Ma non solo da questi candidati di bandiera sono state caratterizzate le elezioni del Partito Democratico. A riprova della portata simbolica di questo Midterm, la democratica Ilhan Omar (trentacinquenne rifugiata somala nata a Mogadiscio, ed eletta nel collegio di Minneapolis in Minnesota) e Rashida Tlaib americana di origini palestinesi, già rappresentante al Michigan House of Rapresentatives ed esponente insieme Alexandria Ocasio-Cortez del Democratic Socialist of America (organizzazione di estrema sinistra americana).
Elisabeth Warren, Senatrice iper-liberal del Massachusetts (rieletta anche stavolta) e più volte chiamata in ballo negli ultimi anni come possibile candidata presidenziale, finora si è sempre defilata da sfide nazionali. Vista la complessiva virata a sinistra del Partito Democratico, potrebbe sciogliere le sue riserve e correre per la presidenza. Rischierebbe però di scontare l’effetto dell’eterna promessa: il suo nome ricorre a ogni elezione, come campionessa dell’ala progressista del partito, per poi essere regolarmente accantonato.
Tralasciando Bernie Sanders – che in questa fase è tra i politici più amati in America, come rappresentante della prima ora del “socialismo” americano tornato di moda, e onnipresente in nei talk show – rimangono altri due pesi massimi dell’era Obama come carte da giocare in vista del 2020. Uno è Joe Biden: l’ex vicepresidente di Obama, per un lungo periodo nell’ombra, ha ripreso credito grazie alla sua indiscussa capacità di empatia e l’esperienza accumulata. Nel 2020 però avrà 77 anni. L’altra è Michelle Obama: la ex-First Lady ha la possibilità di proporsi come continuatrice dell’esperienza del marito, con la capacità di non apparirne la fotocopia grazie al carattere e al carisma. Una parte importante della base democratica e dei media vorrebbero una sua candidatura; d’altra parte, il risultato di Hillary Clinton spaventa i fautori di un passaggio del testimone “in famiglia”.

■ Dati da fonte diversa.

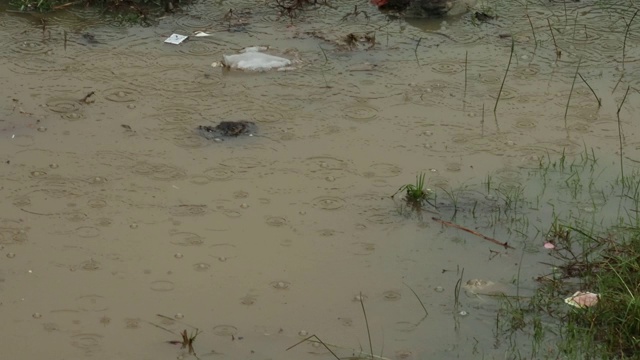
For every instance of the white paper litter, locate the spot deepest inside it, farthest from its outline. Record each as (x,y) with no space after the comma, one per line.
(176,39)
(253,60)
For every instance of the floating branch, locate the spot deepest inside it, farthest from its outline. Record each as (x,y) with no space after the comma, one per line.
(447,223)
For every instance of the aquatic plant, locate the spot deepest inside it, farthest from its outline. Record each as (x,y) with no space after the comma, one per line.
(415,194)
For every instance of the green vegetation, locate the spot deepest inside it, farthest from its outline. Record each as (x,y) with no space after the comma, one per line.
(415,194)
(129,11)
(588,219)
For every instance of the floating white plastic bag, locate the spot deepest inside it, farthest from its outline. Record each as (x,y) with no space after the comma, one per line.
(253,60)
(176,39)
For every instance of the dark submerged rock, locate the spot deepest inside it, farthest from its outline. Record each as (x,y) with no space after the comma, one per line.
(227,129)
(425,8)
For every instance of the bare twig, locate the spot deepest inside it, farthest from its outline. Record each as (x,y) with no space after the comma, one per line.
(447,223)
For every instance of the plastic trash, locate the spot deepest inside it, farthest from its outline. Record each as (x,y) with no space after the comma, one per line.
(201,34)
(252,59)
(176,39)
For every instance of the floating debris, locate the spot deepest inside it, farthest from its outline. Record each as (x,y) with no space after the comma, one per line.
(253,59)
(176,39)
(227,129)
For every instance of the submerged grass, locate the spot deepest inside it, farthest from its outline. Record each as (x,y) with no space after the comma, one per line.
(588,219)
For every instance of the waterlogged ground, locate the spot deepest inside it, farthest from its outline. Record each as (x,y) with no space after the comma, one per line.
(260,241)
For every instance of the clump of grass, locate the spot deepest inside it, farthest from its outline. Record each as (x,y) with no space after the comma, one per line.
(415,194)
(613,325)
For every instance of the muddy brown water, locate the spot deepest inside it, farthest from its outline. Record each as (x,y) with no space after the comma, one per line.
(258,241)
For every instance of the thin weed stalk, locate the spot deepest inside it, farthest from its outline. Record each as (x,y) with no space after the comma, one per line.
(533,31)
(558,52)
(456,291)
(626,34)
(366,321)
(319,340)
(505,76)
(620,136)
(415,51)
(464,96)
(575,76)
(592,91)
(426,313)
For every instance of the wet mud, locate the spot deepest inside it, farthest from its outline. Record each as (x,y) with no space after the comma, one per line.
(118,207)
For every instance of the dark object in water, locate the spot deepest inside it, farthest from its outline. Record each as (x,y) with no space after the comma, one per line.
(425,8)
(227,128)
(483,17)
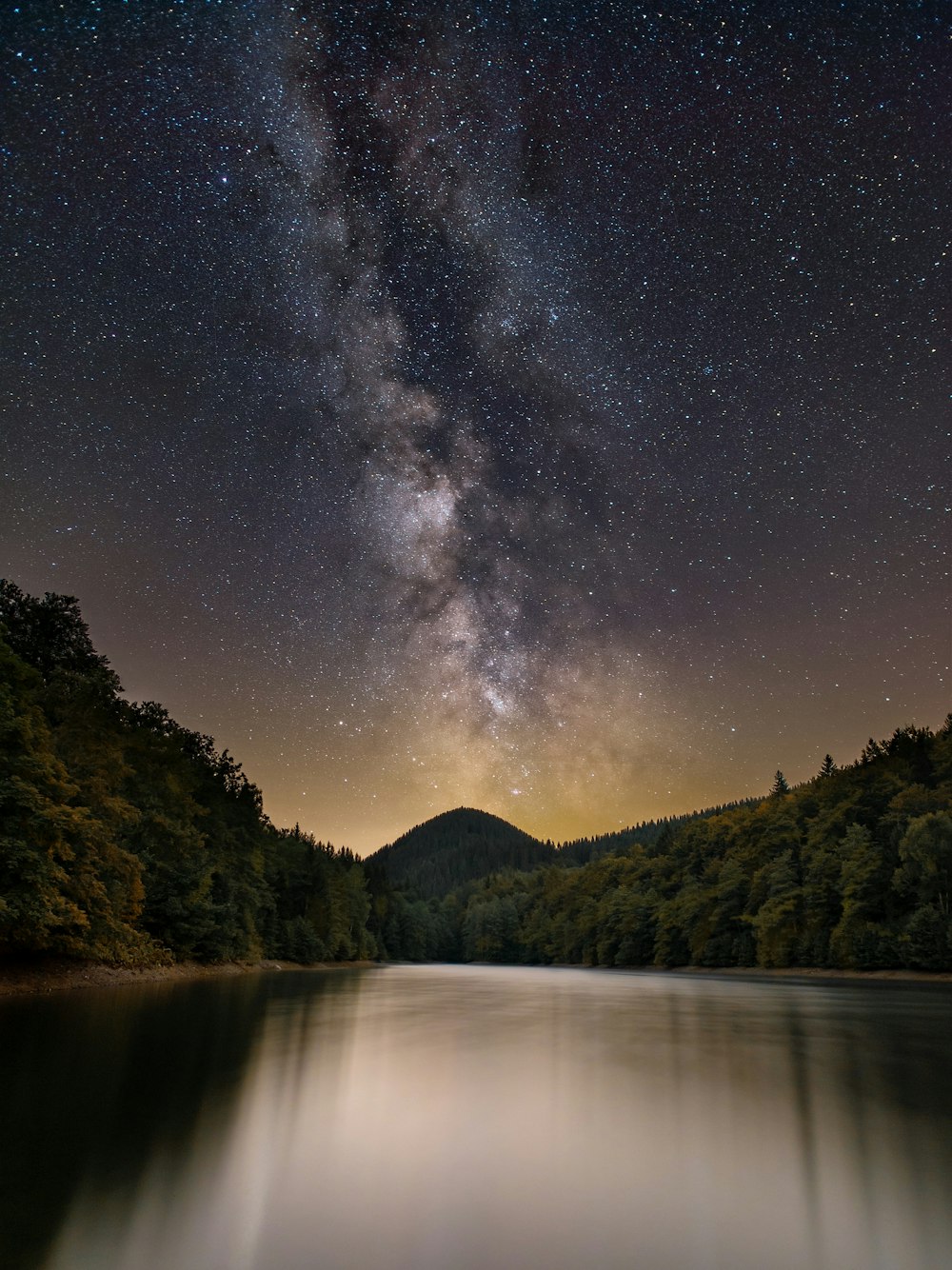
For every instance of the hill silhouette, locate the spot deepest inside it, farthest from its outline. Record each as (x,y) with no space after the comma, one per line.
(456,847)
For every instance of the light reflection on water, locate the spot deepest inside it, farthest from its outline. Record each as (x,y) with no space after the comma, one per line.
(433,1117)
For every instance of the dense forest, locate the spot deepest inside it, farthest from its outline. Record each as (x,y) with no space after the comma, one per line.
(852,869)
(129,839)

Infine, c’è un’altra manciata di candidati potenziali. In questa sede vale la pena ricordare almeno Cory Booker, che ha mostrato quantomeno una grande popolarità con la dote di collezionare seguaci su Twitter (terzo solo dopo Sanders e Warren) e Kamala Harris, americana di origine indo-giamaicane e senatrice californiana già in carica, riconfermata ampiamente anche in questa tornata elettorale e data almeno dai bookmakers, come candidata sicura alle prossime primarie democratiche presidenziali.
Qualche osservatore ha accusato i Democratici di essere fermi ancora a Barack Obama, come vero leader nazionale, e la stessa sua massiccia chiamata in causa, per il sostegno dei candidati democratici in queste elezioni, è stata abbastanza inusuale per un ex-Presidente. C’è da dire che nel lontano 2007, prima della sua candidatura ufficiale e della vittoria del 2008, Barack Obama (Senatore dal 2015) non solo era abbastanza sconosciuto al grande pubblico, ma anche nel corso delle primarie e fino addirittura al Super Tuesday era considerato un semplice comprimario di Hillary Clinton.
Pertanto non dovremo sorprenderci (nonostante alcuni siano stati sconfitti) se nei prossimi mesi emergeranno nomi di possibili candidati per il 2020 non proprio da classe dirigente tradizionale. Considerando anche la scalata imprevista di Donald Trump ai Repubblicani nel 2016, in America non si può mai escludere che un outsider diventi presidente. Perfino un ex-bassista punk (come Beto O’Rourke) può avere le sue chance.